Dalam temaram cahaya lampu kamar, Steve menatap Rafael yang berbaring meringkuk di bawah selimut di atas tempat tidur. Dihelanya napas panjang.

Sudah berapa lama sejak aku sering mengganggunya dengan mengungsi ke kamar ini?

Steve mengerjapkan mata. Kamar Rafael selalu dirasanya lebih nyaman daripada kamarnya. Tentu saja! Dengan segalanya yang selalu lebih bersih dan teratur lebih rapi, siapa saja pasti akan betah berada di dalamnya. Pelan dia membaringkan tubuh di samping Rafael.

Bahkan posisi tidurnya pun manis, Steve tersenyum dalam hati ketika mendapati sisi kasur yang ditempatinya masih terasa cukup longgar.

Dia pun mulai memejamkan mata.

“Kamu ngapain di sini?”

Seketika mata Steve terbuka kembali. Dia menoleh dan mendapati Rafael tengah menatapnya. Walaupun terlihat sayu, tapi masih ada sisa sorot tajam dalam mata Rafael. Tanpa sadar Steve bangun terduduk.

“Kamu ini... Sudah sakit masih juga bawel!” Steve menggerutu dengan suara rendah. “Sudah merem saja! Atau ngomong terus terang kalau butuh apa-apa.”

Pelan Rafael bangun dan berbalik, menurunkan kaki dari tempat tidur. Ketika akan berdiri, dia terduduk kembali sambil mendesis.

“Kamu mau ngapain?”

Dengan sekali loncat dari sisi seberang tempat tidur, Steve sudah berjongkok di depan Rafael yang masih terduduk sambil memegang ulu hatinya. Sebersit rasa khawatir muncul di hatinya ketika melihat wajah Rafael seperti menahan sakit.

“Aku mau ke kamar mandi,” jawab Rafael kemudian, setengah menggumam.

Tanpa banyak kata Steve kemudian meraih bahu Rafael sambil membantu saudara kembarnya itu berdiri. Dengan hati-hati Steve menopang tubuh Rafael. Sampai di depan kamar mandi Steve menghentikan langkahnya. Ditatapnya Rafael.

“Kamu kuat? Atau mau kutemani sampai ke dalam?”

“Memangnya aku sejompo itu?” gerutu Rafael sambil melanjutkan langkahnya masuk ke kamar mandi, kemudian menutup pintunya rapat-rapat.

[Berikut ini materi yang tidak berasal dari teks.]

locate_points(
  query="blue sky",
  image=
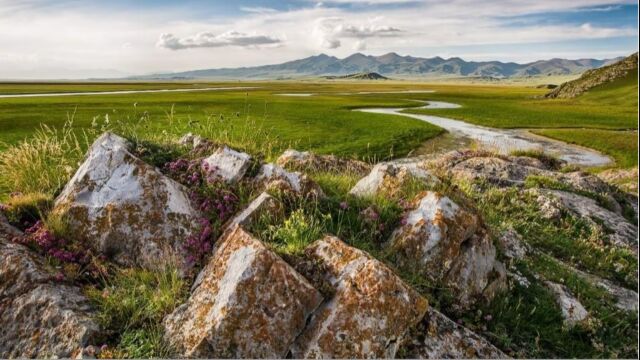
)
(77, 39)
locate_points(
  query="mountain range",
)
(392, 65)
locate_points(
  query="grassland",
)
(621, 145)
(321, 123)
(605, 118)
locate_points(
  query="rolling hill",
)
(623, 71)
(391, 64)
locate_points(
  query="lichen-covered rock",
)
(449, 244)
(369, 313)
(39, 317)
(513, 247)
(274, 177)
(7, 231)
(495, 170)
(125, 208)
(438, 337)
(304, 160)
(625, 299)
(246, 303)
(264, 204)
(388, 179)
(572, 310)
(227, 164)
(624, 233)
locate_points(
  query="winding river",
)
(117, 92)
(502, 140)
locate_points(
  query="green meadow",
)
(325, 122)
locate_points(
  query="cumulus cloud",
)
(258, 10)
(331, 30)
(211, 40)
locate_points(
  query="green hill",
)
(609, 78)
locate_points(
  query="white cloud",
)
(211, 40)
(258, 9)
(331, 30)
(72, 39)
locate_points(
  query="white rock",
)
(262, 205)
(39, 317)
(512, 245)
(247, 303)
(227, 164)
(275, 177)
(124, 208)
(441, 338)
(388, 178)
(624, 234)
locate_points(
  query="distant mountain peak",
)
(393, 65)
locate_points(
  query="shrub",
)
(131, 306)
(297, 231)
(24, 210)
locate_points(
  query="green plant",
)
(24, 210)
(44, 162)
(297, 231)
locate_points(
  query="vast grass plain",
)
(43, 139)
(325, 122)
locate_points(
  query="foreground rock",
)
(388, 179)
(306, 161)
(370, 312)
(513, 246)
(264, 204)
(39, 317)
(227, 164)
(624, 233)
(449, 244)
(273, 177)
(124, 208)
(438, 337)
(495, 170)
(572, 310)
(246, 303)
(626, 179)
(625, 299)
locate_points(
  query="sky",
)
(46, 39)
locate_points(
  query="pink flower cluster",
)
(47, 242)
(187, 172)
(197, 246)
(213, 197)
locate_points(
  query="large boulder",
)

Steve menggaruk kepalanya yang tidak gatal. Tak ada pilihan lain kecuali harus bersabar menunggu hingga Rafael menuntaskan keperluannya di kamar mandi. Beberapa menit kemudian pintu kamar mandi terbuka. Rafael terlihat agak limbung ketika melangkah keluar. Dengan sigap Steve menangkap Rafael.

“Apa salahnya sih, minta bantuan?” untuk kesekian kalinya Steve menggerutu.

Rafael diam saja. Terlalu letih untuk berdebat dengan Steve lewat tengah malam begini. Sejenak sebelum kembali berbaring, tangannya meraih gelas di atas meja, tapi Steve sudah mendahuluinya.

“Kamu mau air putih hangat?”

Rafael mengangguk.

“Sudah, kamu rebahan dulu. Kuambilkan sebentar.”

Rafael berbaring kembali ketika Steve menghilang keluar dari kamar. Masih tersisa rasa tak percaya di hatinya. Steve? Dihelanya napas panjang sambil memejamkan mata.

Mungkin sebenarnya memang tidak seburuk itu hubungannya dengan Steve. Seandainya rasa sayang sudah habis ditindas sikap saling menjauh, setidaknya masih ada sisa-sisa rasa peduli. Dan sesungguhnya ada sebersit kerinduan menyeruak ke dalam hati Rafael. Tentang sebuah kedekatan yang dulu pernah dinikmatinya bersama Steve. Kedekatan yang kemudian menguap begitu saja.

Ah...

Dia membuka matanya lagi ketika tiba-tiba saja sebuah tangan menyelip di belakang bahunya. Berusaha membantunya bangun. Steve sudah kembali dengan segelas air putih hangat. Sama sekali tanpa suara.

“Kamu mau obat lagi?”

Rafael menggeleng sambil berbaring kembali setelah minum. Dia meringkuk lagi ketika dirasanya perih masih terasa di ulu hatinya. Steve pun berbaring diam di sebelah Rafael. Ketika dia hendak memejamkan mata, suara lirih itu menembus telinganya, “Makasih, Steve...”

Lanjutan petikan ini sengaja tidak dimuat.